What the latest filing says
- The latest DOJ filing alleges that Google has taken actions which have compromised the ad tech space as the company aimed to become “‘the be-all, and end-all’ location for all ad serving.”
- "Competition in the ad tech space is broken, for reasons that were neither accidental nor inevitable," the filing continued.
- Google, it further alleges, “has corrupted legitimate competition in the ad tech industry by engaging in a systematic campaign to seize control of the wide swath of high-tech tools used by publishers, advertisers, and brokers, to facilitate digital advertising."

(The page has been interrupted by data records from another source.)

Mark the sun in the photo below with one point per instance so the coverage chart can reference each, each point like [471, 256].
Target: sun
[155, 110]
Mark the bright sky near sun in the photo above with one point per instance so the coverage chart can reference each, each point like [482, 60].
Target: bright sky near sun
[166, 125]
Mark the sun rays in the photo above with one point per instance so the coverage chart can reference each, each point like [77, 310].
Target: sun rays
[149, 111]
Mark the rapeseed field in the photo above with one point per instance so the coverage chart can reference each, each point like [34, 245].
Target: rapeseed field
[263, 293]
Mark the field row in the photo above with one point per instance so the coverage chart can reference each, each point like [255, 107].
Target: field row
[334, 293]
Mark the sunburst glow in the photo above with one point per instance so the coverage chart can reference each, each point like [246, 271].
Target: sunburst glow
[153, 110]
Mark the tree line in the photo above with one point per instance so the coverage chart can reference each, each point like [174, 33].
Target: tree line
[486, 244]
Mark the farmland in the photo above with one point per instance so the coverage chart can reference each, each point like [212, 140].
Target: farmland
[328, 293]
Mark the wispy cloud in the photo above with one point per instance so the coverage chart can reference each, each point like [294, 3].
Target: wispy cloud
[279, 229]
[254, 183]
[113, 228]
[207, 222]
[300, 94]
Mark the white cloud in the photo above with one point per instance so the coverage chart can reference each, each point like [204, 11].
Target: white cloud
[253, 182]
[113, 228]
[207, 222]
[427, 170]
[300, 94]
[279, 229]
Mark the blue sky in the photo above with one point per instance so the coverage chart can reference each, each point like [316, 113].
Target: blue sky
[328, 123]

- The states joining the Department of Justice in the filing are: California; Colorado; Connecticut; New Jersey; New York; Rhode Island; Tennessee; and Virginia.
Under the microscope
- One aspect of Google’s strategy coming under the microscope is the results of certain acquisitions, like the $3.1bn purchase of ad-serving firm DoubleClick in 2007.
- Similarly, the purchase of ad optimisation platform Admeld in 2011 was argued to demonstrate a “familiar tactic: acquire, then extinguish, any competitive threat.”
- If the antitrust lawsuit is successful, it may result in Google being required to sell off parts of its ad business.
Google’s response
- A Google spokesperson told Axios that the DOJ’s latest lawsuit “attempts to pick winners and losers in the highly competitive advertising technology sector.”
- Moreover, the spokesperson suggested, the lawsuit could have negative effects for players across the online advertising space.
- “DOJ is doubling down on a flawed argument that would slow innovation, raise advertising fees, and make it harder for thousands of small businesses and publishers to grow," it was argued.